Gabriel was correcting their course with the most discreet calibrations, the adjustments rippling through the following planes. He was flying well, and Bryant appreciated it. If the lead planes flew erratically, they forced a constant seesawing of position, with the ships sliding and sideslipping to hold their distances, which exhausted pilots and gave everyone else shortened breath, as well as shaking out the formation into a pattern too loose for adequate defense.
They did their share of weaving, but Bryant imagined the strain on Cooper and Gabriel, hauling their heavy plane around for hours with their hands and feet, and marveled at their endurance and ability. No Way and Archangel stuck right to them. Everyone was good. They were going to get through this.
They began the serious looking, for their escorts, for interceptors. Bryant divided the sky into eighths and searched each with something he hoped was methodical precision from horizon to azimuth. A scratch on the Plexiglas between the guns kept him occupied for minutes. His eyes hurt and rebelled at focusing and refocusing on nothing and his concentration waned and returned.

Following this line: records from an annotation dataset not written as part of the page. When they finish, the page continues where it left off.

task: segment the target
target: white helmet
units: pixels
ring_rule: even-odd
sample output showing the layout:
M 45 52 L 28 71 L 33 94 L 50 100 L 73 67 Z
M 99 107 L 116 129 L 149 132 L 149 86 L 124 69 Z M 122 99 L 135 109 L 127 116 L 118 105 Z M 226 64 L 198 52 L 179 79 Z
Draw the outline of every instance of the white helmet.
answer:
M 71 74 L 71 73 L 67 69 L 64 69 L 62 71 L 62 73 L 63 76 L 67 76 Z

They turned a few degrees and he permitted himself a look down, at blue waves, the threads of whitecaps, a tiny boat. Eddy called out the Dutch coast landfall ahead and through the haze of the distance the edged pale green emerged, resolving itself as they drummed nearer into three large islands near wide river estuaries gleaming in the sun. He saw drifting motes which had to be shipping. One of the islands reminded him of Florida.
“Fighters, fighters, fighters,” someone shouted. It was Piacenti.
“Escort,” Lewis said. “Escort, sir. Three o’clock low.”
“Jesus,” Gabriel said. “Piacenti, you know?”
“Sorry, sir,” Piacenti said.
A group of them swept by in two diamond formations, green and brown Spitfires with their red, white, and blue rondelles flashing underwing. The crew cheered. They waggled their wings as they passed and climbed up and away from them, seeking altitude and a station well ahead of the bomber stream. The American P-47’s remained closer when escorting. The Brits believed it more useful to break up attacking German formations at a greater distance. The crews liked to see fighters nearby, and preferred the American strategy.
“Fighters! Fighters!” Eddy called, but Bryant could see nothing. A moment later a Spitfire flashed back past them, chasing something.
“Something’s wrong with No Way! ” Piacenti called. “They got fire in the number two and three—”
Right beside him No Way was battered and smashed across its cockpit, the windshield shattered and the two inboard engines feathered and flaming. The co-pilot climbed out his window while Bryant watched, a guy named Pease who Bryant remembered hated the powdered eggs, and he waved his arms in the slipstream as if to deflect it. He let go and hit the horizontal stabilizer on the tail, and tumbled away.
“Jesus God,” Gabriel said. “What happened? Anybody see it?”
No Way nosed smoothly up with the inboards still flaming and then sideslipped like a leaf and turned over. They could see the tail gunner trying to get out and through the smoke he did, the chute blooming open. The gunners started calling together, a chant, get out, get out, get out, and while they watched two waist gunners and someone else cleared. A wing separated at the root near the fire and trailed away, easy as a veil, and it began spiraling. Bryant lost it as it fell away behind them. Lewis and Snowberry called out another chute. When they banked he picked No Way up again, fluttering toward some rolling hills. A slope rose to meet it and it exploded, the thousands of pieces filling the air like silver dust.